Christmas vacation is about to get truly under way and as much as I’d like to say I’m going to spend the evening warming my toes by a roaring fire, the reality is something more like packing out an expedition from Everest base camp. Between now and the time my head hits the pillow this evening there are hundreds of pounds of equipment and material to be toted, lifted, and strategically placed in the truck to ensure proper load placement and balancing. All of these preparations must be carried out in such a way as to avoid raising the suspicions of either of my canine traveling partners – as that would lead to passing a very uncomfortable night with a dog firmly attached to each hip from fear of being left behind.
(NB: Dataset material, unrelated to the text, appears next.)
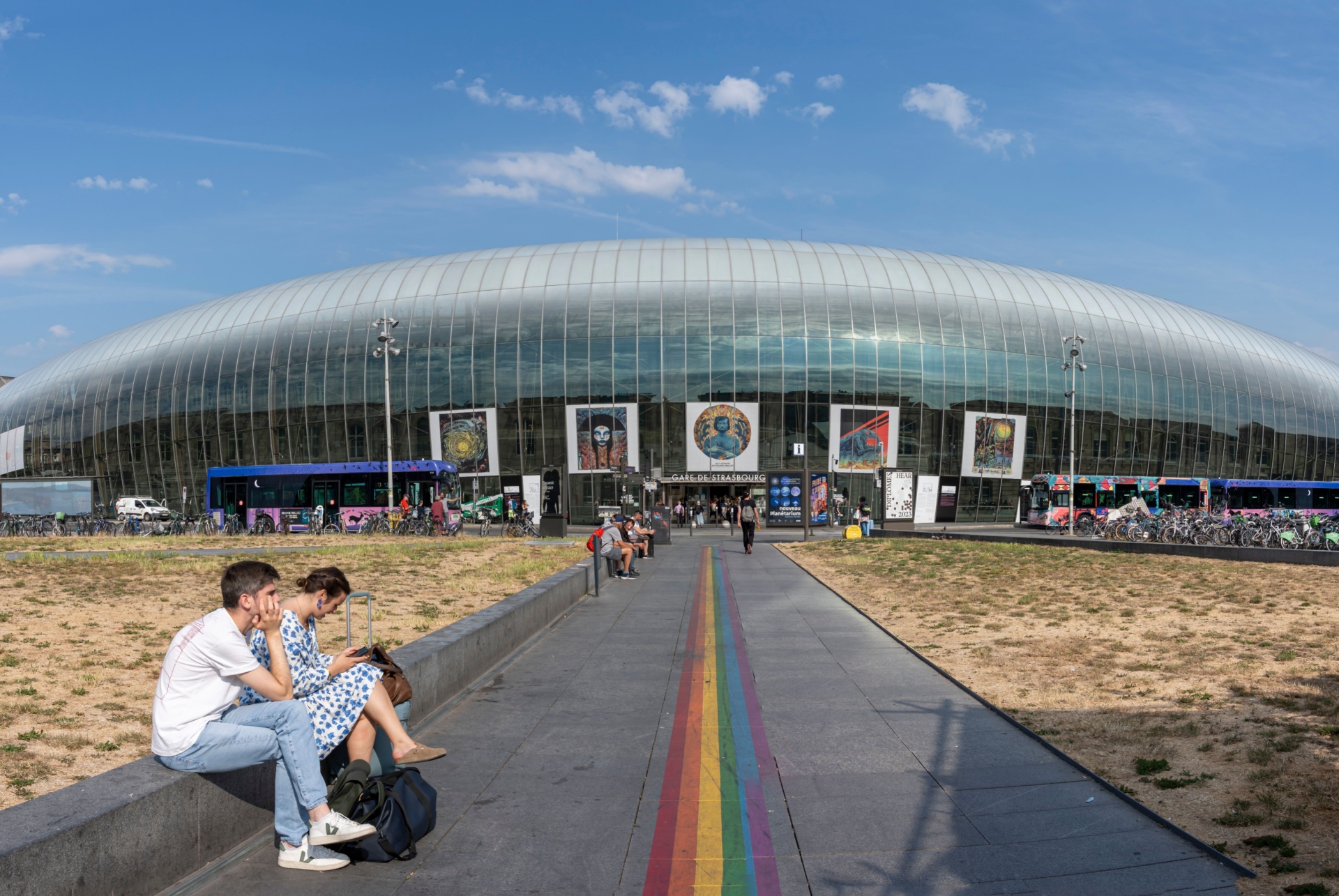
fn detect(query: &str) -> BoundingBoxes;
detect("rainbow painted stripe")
[643,548,780,896]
This part of the annual rites of winter is not particularly restful or relaxing. By Friday, though, the initial mayhem and chaos should have worn itself down into something a little more manageable. If not, I’m fairly sure there’s a flask or two in one of these bags that will help smooth the way.
As much as I always look forward to the trips back into the beating heart of the little piece of geography that made me, getting there from here (regardless of where in the world “here” technically is at any given moment) always boarders on exhausting. Fortunately a good night or two’s sleep will shake that off.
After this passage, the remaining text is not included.